What Happens After a Property Tax Appeal is Filed in Minnesota?
Minnesota's deadline to file a real estate tax appeal for taxes payable in 2018 is April 30, 2018, but what happens after the appeal is filed?
Minnesota requires tax appeals to be filed by an attorney for any property not owned by an individual. Accordingly, throughout this article the reference to taxpayer means the taxpayer or counsel for the taxpayer. The tax appeal must be properly served and filed before April 30. Once filing is complete, the appeal will make its way to the desk of the county or city assessor in charge of the subject property. However, at this point in the appeal it is unlikely for the property owner to hear from the assessor. Assessors usually wait for contact from the taxpayer or until the second year of the appeal before reaching out to the taxpayer.
Following the filing of the appeal, taxes for the first half of the year are due May 15. While it may be possible to withhold some taxes during an appeal if hardship can be demonstrated, it is best to pay the taxes as usual, because non-payment of taxes results in an automatic dismissal of the appeal.
If the property is an income producing property, the taxpayer must provide income and expense statements and other financial information as identified in Minn. Stat. § 278.05, subd. 5. The disclosures must be provided to the assessor no later than Aug. 1 of the year the taxes are payable – the same year as the appeal. If the disclosures are deficient, or not made, the appeal will most likely be dismissed.
The taxpayer can negotiate with the assessor any time after filing the petition. Assessors do their best to work with the taxpayer when a taxpayer calls, but it is not uncommon for negotiations to not progress in the first year of the appeal.

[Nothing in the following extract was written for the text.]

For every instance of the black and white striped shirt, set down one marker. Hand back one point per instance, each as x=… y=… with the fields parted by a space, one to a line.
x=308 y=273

If the appeal is not settled in the first year, the tax court will generally become involved in the second year. Usually around the end of the first year, or within a few months into the second, the tax court will issue a scheduling order. The most recent version of the tax court scheduling orders outline litigation activities that must occur during the next 12 months. The requirements include filing a joint statement of the case, identifying appraisal experts, participating in discovery, filing written appraisal reports, and being-trial ready. Like with the disclosures, the scheduling orders are to be taken seriously. When parties are non-responsive or fail to follow the scheduling order they risk having their appeal dismissed.
If the appeal is not resolved before the deadline for the following year, the taxpayer must file an appeal again in order to preserve the ability to seek reductions for all years. If the taxpayer does not file an appeal in the second, year the taxpayer will only be able to seek adjustments for the initial tax year. After the taxes have been levied, in order to receive an adjustment, an appeal must be filed before the deadline. In addition, reductions cannot be made retroactively unless an appeal has been made.
Most tax appeals will result in a settlement for a lower value or a voluntary dismissal, depending on the merits of the case. However, if those results do not occur, litigation through the tax court is the next step. Based on the timing of the scheduling orders a tax appeal becomes ready for trial approximately two years after the initial appeal is filed.
Regardless of how the case is resolved, taxpayers should be wary of the many pitfalls that can cause dismissal throughout the entire process of a tax appeal in Minnesota. This is undoubtedly why Minnesota, law in most cases requires that the taxpayer be represented by counsel in order to file a tax petition in tax court.